Welcome to Pocket Science: a glimpse at recent research from Husker scientists and engineers. For those who want to quickly learn the “What,” “So what” and “Now what” of Husker research.
Bacteria regularly develop and deploy new antibiotics in a never-ending arms race to kill other bacterial species that compete for mutual resources. Humans have capitalized on that evolutionarily honed capability by administering antibiotics to strike at harmful bacteria that invade and infect their bodies.
But antibiotics can also attack innocent bystanders — among them, the oft-beneficial bacterial species that inhabit the guts of humans and many other animals. With the use and environmental spread of antibiotics increasing, especially via application in livestock, their effect on host bacteria is joining the rise of antibiotic resistance as a potential cause for concern.
Prior research indicates that exposure to antibiotics can reduce the presence and modify the makeup of a host’s bacterial community, or microbiome, potentially driving changes in metabolism and greater susceptibility to pathogens, obesity and antibiotic-resistant bacteria. Studies have even shown that antibiotics can influence microbiomes in the next generation of offspring, which receive those bacteria from parents or the environment. Less is known, though, about how those effects play out across multiple generations.
So what?Reilly Cooper and colleagues turned to Daphnia magna, a species of crustacean that grows to mere millimeters in length but is emerging as a go-to organism for studying microbiome dynamics. The team raised five generations of D. magna; half of the first generation was raised antibiotic-free, the other half in an antibiotic-rich cocktail.
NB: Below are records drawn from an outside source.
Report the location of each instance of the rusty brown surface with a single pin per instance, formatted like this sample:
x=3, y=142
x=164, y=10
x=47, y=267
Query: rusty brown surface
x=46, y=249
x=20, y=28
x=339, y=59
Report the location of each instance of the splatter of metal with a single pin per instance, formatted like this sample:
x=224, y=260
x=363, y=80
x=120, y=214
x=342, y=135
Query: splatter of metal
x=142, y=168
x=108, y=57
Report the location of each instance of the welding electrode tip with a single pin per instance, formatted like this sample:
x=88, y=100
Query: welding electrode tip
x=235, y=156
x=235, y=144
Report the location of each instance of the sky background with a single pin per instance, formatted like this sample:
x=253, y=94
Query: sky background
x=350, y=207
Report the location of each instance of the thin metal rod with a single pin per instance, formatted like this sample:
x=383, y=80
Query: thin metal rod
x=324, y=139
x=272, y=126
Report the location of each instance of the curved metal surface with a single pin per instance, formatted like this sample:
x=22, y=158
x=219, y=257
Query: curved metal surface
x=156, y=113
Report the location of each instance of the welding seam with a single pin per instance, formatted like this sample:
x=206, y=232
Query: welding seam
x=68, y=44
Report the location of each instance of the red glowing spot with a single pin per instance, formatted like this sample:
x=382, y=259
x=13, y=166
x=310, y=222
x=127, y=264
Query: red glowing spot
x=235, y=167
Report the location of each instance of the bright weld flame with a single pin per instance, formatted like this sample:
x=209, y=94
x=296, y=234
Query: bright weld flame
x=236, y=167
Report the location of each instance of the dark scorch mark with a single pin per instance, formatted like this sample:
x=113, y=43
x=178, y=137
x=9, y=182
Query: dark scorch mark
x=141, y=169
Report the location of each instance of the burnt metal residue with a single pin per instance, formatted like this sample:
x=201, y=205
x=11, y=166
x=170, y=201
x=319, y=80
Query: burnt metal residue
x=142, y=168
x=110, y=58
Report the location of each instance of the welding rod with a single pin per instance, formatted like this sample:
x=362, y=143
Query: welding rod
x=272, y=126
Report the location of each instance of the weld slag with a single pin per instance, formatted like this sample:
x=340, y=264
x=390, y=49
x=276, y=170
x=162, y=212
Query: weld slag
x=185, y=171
Subsequent generations of the antibiotic-free crustaceans continued to be raised that way. Each generation born to antibiotic-exposed parents, meanwhile, was evenly split between an antibiotic-rich or antibiotic-free existence.
As expected, antibiotics appeared to drastically alter the population of bacteria in first-generation D. magna, increasing the number of one prominent bacterial group while curbing the abundance of another. And the diversity of bacterial species continued to decline across generations of the antibiotic-exposed crustaceans.
Nevertheless, D. magna whose parents were exposed to antibiotics, but which themselves were raised antibiotic-free, boasted bacterial communities that were mostly indistinguishable from crustaceans’ whose ancestors were never exposed. That finding, which ran counter to the team’s expectations, suggests that just one generation may be enough for a microbiome to effectively recover — regardless of how many generations of antibiotic exposure preceded it.
The team was in for another surprise: The simple act of isolating the individual crustaceans, whether antibiotic-exposed or -free, also corresponded with less bacterial diversity across generations of D. magna. Though survival rates dropped across the generations of isolated crustaceans, both body size and total reproduction increased. So, too, did the disappearance of relatively rare bacterial groups — hinting that those groups might be playing detrimental roles.
Having demonstrated the effects of various conditions on microbiomes, D. magna should continue to serve as a model organism for investigating the resilience, diversity and trajectory of bacterial communities across generations, the team said.
Cooper especially hopes that researchers follow up on the influences of isolation, which indicate that maintaining a diverse microbiome could depend on whether an animal grows up alongside members of its own species. If so, that could have implications for a whole host of host species, he said.